Quand vous étiez petite, vous étiez, paraît-il, une grande amatrice des livres de Gabrielle Vincent.
Pauline Brunner: Absolument. J’ai grandi avec ses livres, mon préféré étant le premier, Ernest et Célestine ont perdu Siméon. Et mon papa me lisait ces albums la nuit, avant de m’endormir.
Votre papa c’est Didier Brunner, le producteur du film. Forcément, sa Célestine ne pouvait être que vous.
Pauline Brunner : Ça s’est un petit peu fait bizarrement. Au début, ça ne devait pas être le cas. Et puis au début, j’ai juste donné la réplique à Lambert Wilson.
Vous n’étiez pas un peu intimidée, parce que c’est un grand Monsieur, Lambert Wilson.

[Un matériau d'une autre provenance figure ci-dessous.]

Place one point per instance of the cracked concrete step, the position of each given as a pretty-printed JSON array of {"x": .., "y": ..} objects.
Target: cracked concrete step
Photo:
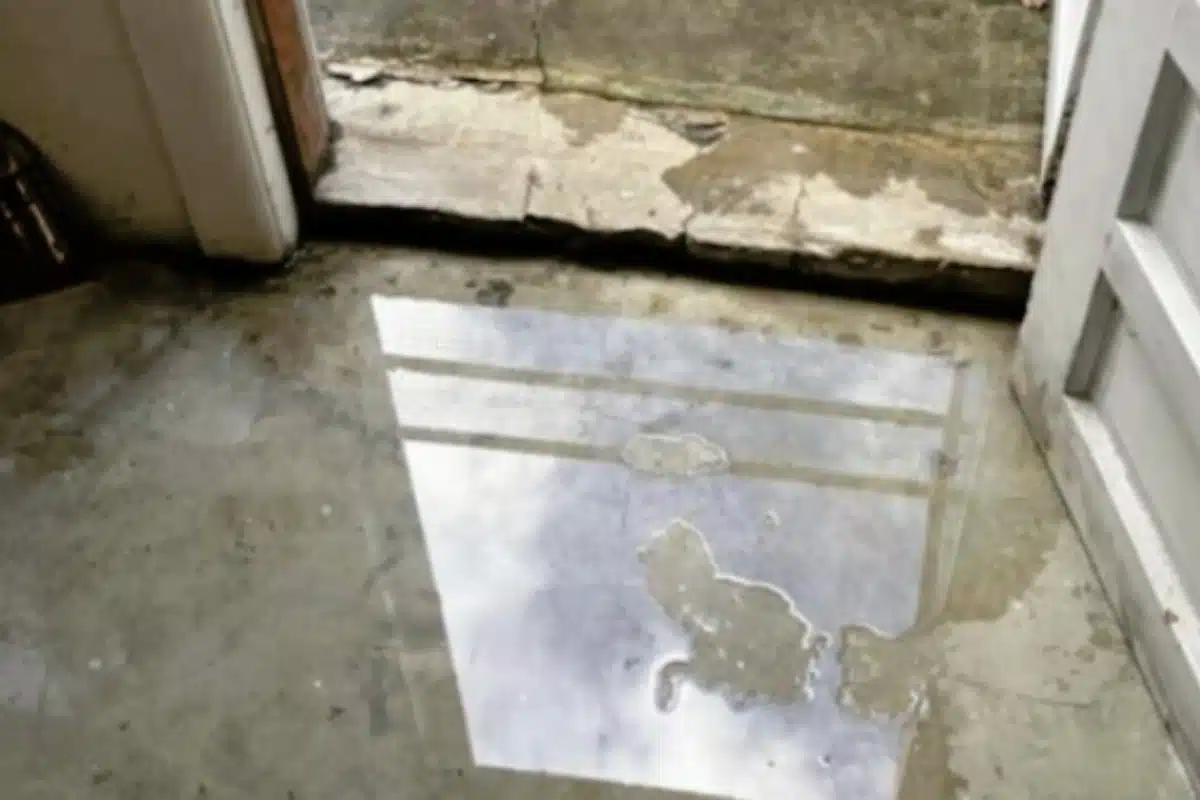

Pauline Brunner : Très grand. Mais en fait, j’ai appris deux jours avant, que j’allais enregistrer avec lui. J’étais en vacances et le directeur de plateau m’a appelée un peu paniqué, en me disant qu’il lui fallait une réplique, qu’il enregistrait Lambert Wilson deux jours après, et qu’il lui fallait une réplique et que personne n’était à Paris. Et puis il savait que je maîtrisais bien le rôle de Célestine. Et donc, je suis rentrée de vacances. J’étais les doigts de pieds en éventail sur la page, et je suis arrivée à Paris, j’ai lu et relu le scénario, j’ai lu et relu les albums de Gabrielle Vincent. Le lendemain à 9 heures j’étais en enregistrement avec Benjamin et le grand Lambert Wilson.
La Célestine que vous avez vocalement interprétée c’est celle de votre enfance ou pas ?
Pauline Brunner : Eh bien je crois que c’est elle, oui. J’espère que c’est celle-là. Mais oui, j’ai l’impression.
C’est un livre pour enfants que vous avez adapté, est-ce que c’est un film pour enfants ?
Benjamin Renner : Je ne pense pas forcément. En tant que réalisateur, je ne l’ai pas vraiment conçu comme un livre pour enfants. J’ai un regard que je ne considère pas un regard pour enfants ou un regard pour adultes. Moi, je lis beaucoup de littérature adultes-enfants. Je n’ai pas vraiment de limites. Pareil pour les films. Et du coup, tous les films que je fais c’est dans cette même logique, de faire un film, et qui me plaît, et qui j’espère, plaira ensuite à un public adulte et enfant, tout public.
C’est une histoire de rencontre et d’une amitié assez improbable, entre un gros ours mal léché et une petite souris maligne, imaginée donc, dans les années 1980 par Gabrielle Vincent. C’est un classique de la littérature enfantine en France. Qu’est-ce qui vous a séduit dans cet univers-là ?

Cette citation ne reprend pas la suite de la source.